Isabelle/ML is based on Poly/ML and thus benefits from the source-level debugger of that implementation of Standard ML. The Prover IDE provides the Debugger dockable to connect to running ML threads, inspect the stack frame with local ML bindings, and evaluate ML expressions in a particular run-time context. A typical debugger session is shown in the screenshot below.
ML debugging depends on the following pre-requisites.
ML source needs to be compiled with debugging enabled. This may be controlled for particular chunks of ML sources using any of the subsequent facilities.
- The system option
ML_debugger as implicit state of the Isabelle process. It may be changed in the menu Plugins / Plugin Options / Isabelle / General. ML modules need to be reloaded and recompiled to pick up that option as intended.
- The configuration option ML_debugger, with an attribute of the same name, to update a global or local context (e.g. with the declare command).

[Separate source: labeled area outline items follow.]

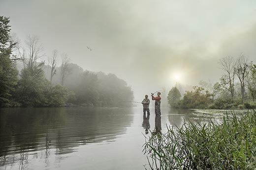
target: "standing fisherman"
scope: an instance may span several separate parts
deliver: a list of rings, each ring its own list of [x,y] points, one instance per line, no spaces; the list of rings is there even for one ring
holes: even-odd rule
[[[161,133],[162,128],[161,126],[161,109],[160,105],[161,104],[161,93],[158,93],[158,96],[155,97],[154,94],[152,94],[152,100],[155,100],[155,113],[156,114],[156,118],[155,118],[155,125],[156,126],[155,133]]]
[[[146,114],[146,111],[147,111],[147,113],[149,115],[150,115],[149,112],[149,103],[150,103],[150,100],[148,97],[148,95],[145,95],[145,98],[143,99],[141,103],[142,103],[143,105],[143,114]]]
[[[161,116],[161,109],[160,108],[160,105],[161,104],[161,93],[158,92],[158,96],[155,97],[154,94],[152,94],[151,96],[152,97],[152,100],[155,100],[155,113],[156,115],[159,115]]]

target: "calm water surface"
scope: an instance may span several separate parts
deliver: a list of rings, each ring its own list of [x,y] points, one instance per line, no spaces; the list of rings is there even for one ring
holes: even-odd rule
[[[145,118],[139,107],[0,109],[0,169],[144,170],[143,134],[155,128],[150,111]],[[161,112],[163,132],[184,120],[208,121],[188,110]]]

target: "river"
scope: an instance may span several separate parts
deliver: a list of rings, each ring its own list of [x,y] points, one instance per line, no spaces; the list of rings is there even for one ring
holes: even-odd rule
[[[0,169],[144,170],[144,135],[155,127],[150,112],[143,118],[140,107],[0,109]],[[163,133],[184,120],[208,121],[190,110],[161,113]]]

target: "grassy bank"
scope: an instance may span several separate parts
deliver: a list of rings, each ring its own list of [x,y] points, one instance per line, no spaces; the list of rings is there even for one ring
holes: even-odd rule
[[[256,112],[223,122],[185,122],[181,128],[147,139],[144,151],[147,169],[254,170],[256,168]]]

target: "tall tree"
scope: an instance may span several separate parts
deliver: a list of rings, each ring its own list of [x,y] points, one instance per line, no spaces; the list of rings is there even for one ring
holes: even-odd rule
[[[53,77],[56,73],[56,64],[57,64],[57,57],[58,55],[58,51],[55,49],[53,51],[51,59],[49,60],[49,65],[51,67],[51,77],[50,81],[52,82]]]
[[[237,59],[234,68],[235,73],[239,79],[241,86],[241,96],[243,102],[245,98],[245,80],[249,73],[250,63],[244,55],[241,55]]]
[[[42,44],[35,36],[29,35],[26,41],[26,48],[22,49],[19,48],[18,50],[24,68],[36,66],[37,60],[44,55]]]
[[[171,107],[179,107],[179,102],[181,97],[181,93],[176,87],[173,87],[169,92],[167,96],[168,102]]]
[[[0,16],[0,107],[13,104],[12,95],[18,81],[18,71],[10,58],[16,43],[11,39],[9,22]]]
[[[254,101],[256,98],[256,65],[252,65],[251,67],[247,84],[248,90],[253,98],[253,101]]]
[[[68,67],[69,59],[67,57],[66,53],[64,53],[62,56],[62,66],[61,67],[61,83],[62,85],[64,84],[65,78],[67,74],[70,73],[70,69]]]
[[[235,62],[233,58],[228,56],[220,60],[219,64],[221,69],[226,72],[226,74],[223,77],[225,78],[226,84],[228,85],[227,88],[225,87],[230,93],[232,98],[234,98],[234,83],[235,79],[234,67]]]

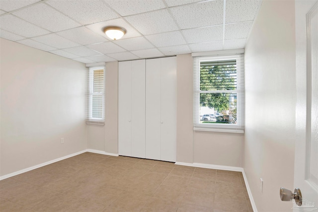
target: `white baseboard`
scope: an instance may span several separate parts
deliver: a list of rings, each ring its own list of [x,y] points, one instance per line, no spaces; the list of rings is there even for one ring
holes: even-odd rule
[[[97,154],[105,154],[106,155],[115,156],[116,157],[118,157],[118,156],[119,156],[118,154],[114,154],[113,153],[106,152],[105,151],[101,151],[100,150],[87,149],[86,150],[87,150],[86,151],[88,151],[88,152],[96,153]]]
[[[237,167],[235,166],[220,166],[219,165],[208,164],[206,163],[183,163],[181,162],[176,162],[175,164],[180,165],[182,166],[192,166],[194,167],[206,168],[208,169],[224,170],[227,171],[234,171],[242,172],[243,170],[243,168],[241,168],[241,167]]]
[[[251,191],[250,188],[249,188],[249,186],[248,185],[247,179],[246,178],[246,176],[245,174],[245,172],[244,171],[244,170],[243,170],[243,171],[242,172],[242,174],[243,174],[244,182],[245,182],[245,185],[246,187],[246,190],[247,190],[247,193],[248,194],[248,197],[249,198],[249,200],[250,201],[250,204],[252,205],[252,208],[253,209],[253,211],[254,212],[257,212],[257,209],[256,208],[256,205],[255,204],[255,202],[254,202],[254,199],[253,199],[253,195],[252,195],[252,192]]]
[[[57,159],[55,159],[54,160],[50,160],[48,162],[45,162],[45,163],[41,163],[38,165],[36,165],[33,166],[31,166],[29,168],[26,168],[19,171],[17,171],[14,172],[10,173],[10,174],[6,174],[3,176],[0,176],[0,180],[4,180],[4,179],[8,178],[9,177],[13,177],[15,175],[17,175],[18,174],[22,174],[24,172],[26,172],[29,171],[31,171],[35,169],[37,169],[38,168],[41,167],[42,166],[46,166],[47,165],[50,164],[51,163],[55,163],[56,162],[62,160],[64,160],[65,159],[68,158],[69,157],[73,157],[74,156],[77,155],[78,154],[81,154],[84,152],[86,152],[87,151],[87,149],[85,149],[82,151],[79,151],[78,152],[74,153],[73,154],[69,154],[68,155],[64,156],[63,157],[60,157]]]
[[[253,211],[254,212],[257,212],[257,209],[256,209],[256,205],[255,205],[255,202],[254,202],[254,199],[253,199],[253,196],[252,195],[252,193],[250,191],[250,189],[249,188],[249,186],[248,185],[248,183],[247,182],[247,180],[246,179],[246,176],[245,174],[245,172],[244,171],[244,169],[243,168],[237,167],[235,166],[220,166],[219,165],[208,164],[206,163],[183,163],[182,162],[176,162],[174,164],[176,165],[180,165],[182,166],[224,170],[226,171],[240,171],[242,172],[243,178],[244,178],[244,182],[245,182],[245,185],[246,186],[246,190],[247,190],[247,193],[248,194],[248,197],[249,198],[250,204],[252,205],[252,208],[253,208]]]

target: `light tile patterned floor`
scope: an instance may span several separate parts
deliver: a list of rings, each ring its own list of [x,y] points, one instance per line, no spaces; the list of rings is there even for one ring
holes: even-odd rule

- Commands that modify ML_debugger state for individual files: ML_file_debug, ML_file_no_debug, SML_file_debug, SML_file_no_debug.
The instrumentation of ML code for debugging causes minor run-time overhead. ML modules that implement critical system infrastructure may lead to deadlocks or other undefined behaviour, when put under debugger control!
The Debugger panel needs to be active, otherwise the program ignores debugger instrumentation of the compiler and runs unmanaged. It is also possible to start debugging with the panel open, and later undock it, to let the program continue unhindered.
The ML program needs to be stopped at a suitable breakpoint, which may be activated individually or globally as follows.
For ML sources that have been compiled with debugger support, the IDE visualizes possible breakpoints in the text. A breakpoint may be toggled by pointing accurately with the mouse, with a right-click to activate jEdit’s context menu and its Toggle Breakpoint item. Alternatively, the Break checkbox in the Debugger panel may be enabled to stop ML threads always at the next possible breakpoint.
Note that the state of individual breakpoints gets lost when the coresponding ML source is re-compiled! This may happen unintentionally, e.g. when following hyperlinks into ML modules that have not been loaded into the IDE before.
The debugger panel (see screenshot) shows a list of all threads that are presently stopped. Each thread shows a stack of all function invocations that lead to the current breakpoint at the top.
It is possible to jump between stack positions freely, by clicking on this list. The current situation is displayed in the big output window, as a local ML environment with names and printed values.
ML expressions may be evaluated in the current context by entering snippets of source into the text fields labeled Context and ML, and pushing the Eval button. By default, the source is interpreted as Isabelle/ML with the usual support for antiquotations (like ML, ML_file). Alternatively, strict Standard ML may be enforced via the SML checkbox (like SML_file).
The context for Isabelle/ML is optional, it may evaluate to a value of type
Context.generic. Thus the given ML expression (with its antiquotations) may be subject to the intended dynamic run-time context, instead of the static compile-time context.
The buttons labeled Continue, Step, Step over, Step out recommence execution of the program, with different policies concerning nested function invocations. The debugger always moves the cursor within the ML source to the next breakpoint position, and offers new stack frames as before.